Le relèvement de l’âge légal de départ à la retraite est confirmé par le gouvernement !

Fidèles à leurs idées qu’une population qui vit de plus en plus longtemps doit aussi travailler plus longtemps, ils ont agi sans plier sous les menaces des grands groupes de pression : syndicats et fonctionnaires.

Fidèles à leurs idées ?

S’ils ont relevé l’âge de départ, ils n’ont cependant pas mis en place la fameuse « convergence » entre public et privé. En effet, ce matin, on pouvait lire partout que la SNCF avait rassuré ses cheminots sur le fait que leur retraite à 50 ans ne bougerait pas. Ouf ! Les hommes et femmes faisant mission de service public et qui plus est dans des conditions de pénibilité extrême (c’est bien pour cela qu’il existe la prime « charbon ») sont épargnés par les réformes de l’Etat.

La première conclusion que l’on peut tirer est donc que le gouvernement marchera sur des œufs avec les groupes organisés, capables de mobiliser les masses, c’est-à-dire les fonctionnaires et les grands syndicats.

L’écart public-privé est « plus symbolique qu’inefficace »
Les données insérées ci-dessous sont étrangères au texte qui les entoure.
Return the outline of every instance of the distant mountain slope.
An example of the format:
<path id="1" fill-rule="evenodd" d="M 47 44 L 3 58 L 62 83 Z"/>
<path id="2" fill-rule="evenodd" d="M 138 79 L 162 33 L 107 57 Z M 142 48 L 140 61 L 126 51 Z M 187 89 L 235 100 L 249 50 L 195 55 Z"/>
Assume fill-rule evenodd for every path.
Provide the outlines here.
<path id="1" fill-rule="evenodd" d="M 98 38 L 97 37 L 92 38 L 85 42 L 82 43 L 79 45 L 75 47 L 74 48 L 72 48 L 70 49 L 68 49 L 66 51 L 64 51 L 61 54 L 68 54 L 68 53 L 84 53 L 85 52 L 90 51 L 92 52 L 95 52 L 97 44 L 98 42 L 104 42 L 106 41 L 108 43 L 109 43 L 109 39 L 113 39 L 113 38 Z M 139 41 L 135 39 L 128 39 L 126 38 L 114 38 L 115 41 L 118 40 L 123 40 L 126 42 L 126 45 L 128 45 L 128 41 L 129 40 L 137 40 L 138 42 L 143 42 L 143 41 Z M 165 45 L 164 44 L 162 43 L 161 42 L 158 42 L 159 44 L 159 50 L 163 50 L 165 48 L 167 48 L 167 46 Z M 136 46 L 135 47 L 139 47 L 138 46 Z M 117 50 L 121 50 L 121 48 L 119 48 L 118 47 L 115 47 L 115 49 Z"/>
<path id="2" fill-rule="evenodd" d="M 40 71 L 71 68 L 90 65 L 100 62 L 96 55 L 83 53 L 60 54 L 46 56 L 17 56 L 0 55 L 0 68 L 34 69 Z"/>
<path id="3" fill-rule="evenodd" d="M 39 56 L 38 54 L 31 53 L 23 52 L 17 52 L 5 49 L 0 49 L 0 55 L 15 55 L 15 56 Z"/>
Voilà ce qu’on pouvait lire ce matin dans les Echos ou entendre sur BFM. Inutile d’aligner les retraites publiques sur le privé parce que cela attaquerait un symbole sans pour autant permettre des économies substantielles.

Mais justement Mesdames et Messieurs du gouvernement, ne comprenez-vous pas que dans un climat morose, empli d’incertitudes, ce sont les symboles qu’il faut changer ! A l’heure où la moindre annonce du gouvernement change la tendance des marchés, affirmer le statu quo ne peut être salutaire.

En vérité, ils se savent mais sont coincés comme toujours, entre la recherche d’efficacité et les forces d’inerties sociales. Lorsqu’il s’agit de prendre une mesure coûteuse, il est plus facile de la faire peser sur la population la plus grande et la mieux organisée et d’en écarter les petits groupes, facilement identifiables ayant voix au chapitre. Cependant, il faut garder à l’esprit que ces petits groupes favorisés grandissent et que bientôt il faudra choisir, faute de voir les budgets de l’Etat s’effondrer sous leurs propres déficits.

En attendant, il ne reste plus qu’à observer les vrais créateurs de richesses quitter un navire qui les a trop longtemps soumis au supplice de la planche.

A lire en complément: L’analyse de Lupus sur un autre groupe organisé, les bénéficiaires de la PAC.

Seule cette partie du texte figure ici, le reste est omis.